Other Administrative Functions

add_old_release

Obsolete; Removed.

add_new_release

Purpose: allows admin users to manually add a release to the releases_raw table.

Called By: admin interface

add_new_release (
    product citext,
    version citext,
    release_channel citext,
    build_id numeric,
    platform citext,
    beta_number integer default NULL,
    repository text default 'release',
    update_products boolean default false,
    ignore_duplicates boolean default false
) returns BOOLEAN

    SELECT add_new_release('WaterWolf','5.0','release',201206271111,'osx');
    SELECT add_new_release('WaterWolf','6.0','beta',201206271198,'osx',2,
            'waterwolf-beta',true);

Notes: validates the contents of the required fields. If update_products=true, will run the update_products hourly job to process the new release into product_versions etc. If ignore_duplicates = true, will simply ignore duplicates instead of erroring on them.

Purpose: let admin users change the featured versions for a specific product.

Called By: admin interface

edit_featured_versions (
    product citext,
    featured_versions LIST of text
) returns BOOLEAN

SELECT edit_featured_versions ( 'Firefox', '15.0a1','14.0a2','13.0b2','12.0' );
SELECT edit_featured_versions ( 'SeaMonkey', '2.9.' );

Notes: completely replaces the list of currently featured versions. Will check that versions featured have not expired. Does not validate product names or version numbers, though.

add_new_product

Purpose: allows adding new products to the database.

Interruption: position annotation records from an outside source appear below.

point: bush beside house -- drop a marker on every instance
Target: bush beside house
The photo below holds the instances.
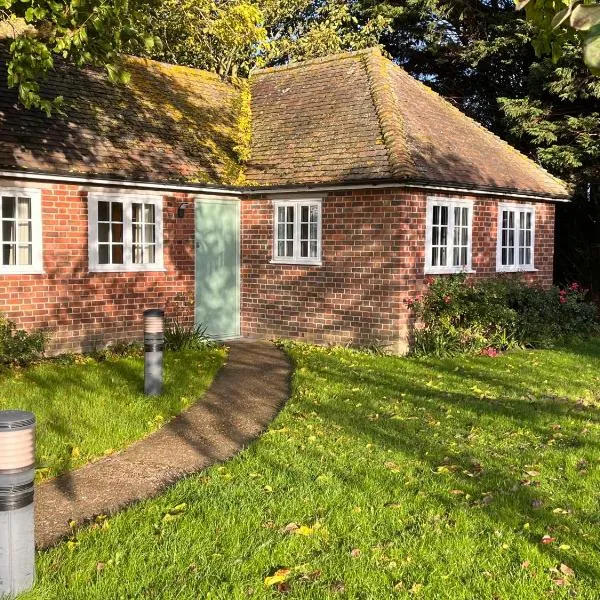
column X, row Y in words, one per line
column 456, row 314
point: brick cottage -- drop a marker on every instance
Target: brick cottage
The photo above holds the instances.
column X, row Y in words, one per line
column 308, row 202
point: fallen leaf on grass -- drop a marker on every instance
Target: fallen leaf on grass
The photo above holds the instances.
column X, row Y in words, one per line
column 304, row 530
column 547, row 539
column 566, row 570
column 279, row 576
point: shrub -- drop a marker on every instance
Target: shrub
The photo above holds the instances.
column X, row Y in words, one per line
column 457, row 315
column 185, row 337
column 17, row 346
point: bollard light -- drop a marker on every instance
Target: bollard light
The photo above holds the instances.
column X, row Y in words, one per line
column 154, row 345
column 17, row 471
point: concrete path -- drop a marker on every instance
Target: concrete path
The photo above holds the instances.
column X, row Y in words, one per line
column 243, row 399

Called By: DBA on new product request.

add_new_product (
    prodname text,
    initversion major_version,
    prodid text default null,
    ftpname text default null,
    release_throttle numeric default 1.0
) returns BOOLEAN
prodname

product name, properly cased for display

initversion

first major version number of the product which should appear

prodid

"Product ID" for the product, if available

ftpname

Product name in the FTP release repo, if different from display name

release_throttle

If throttling back the number of release crashes processed, set here

Notes: add_new_product will return FALSE rather than erroring if the product already exists.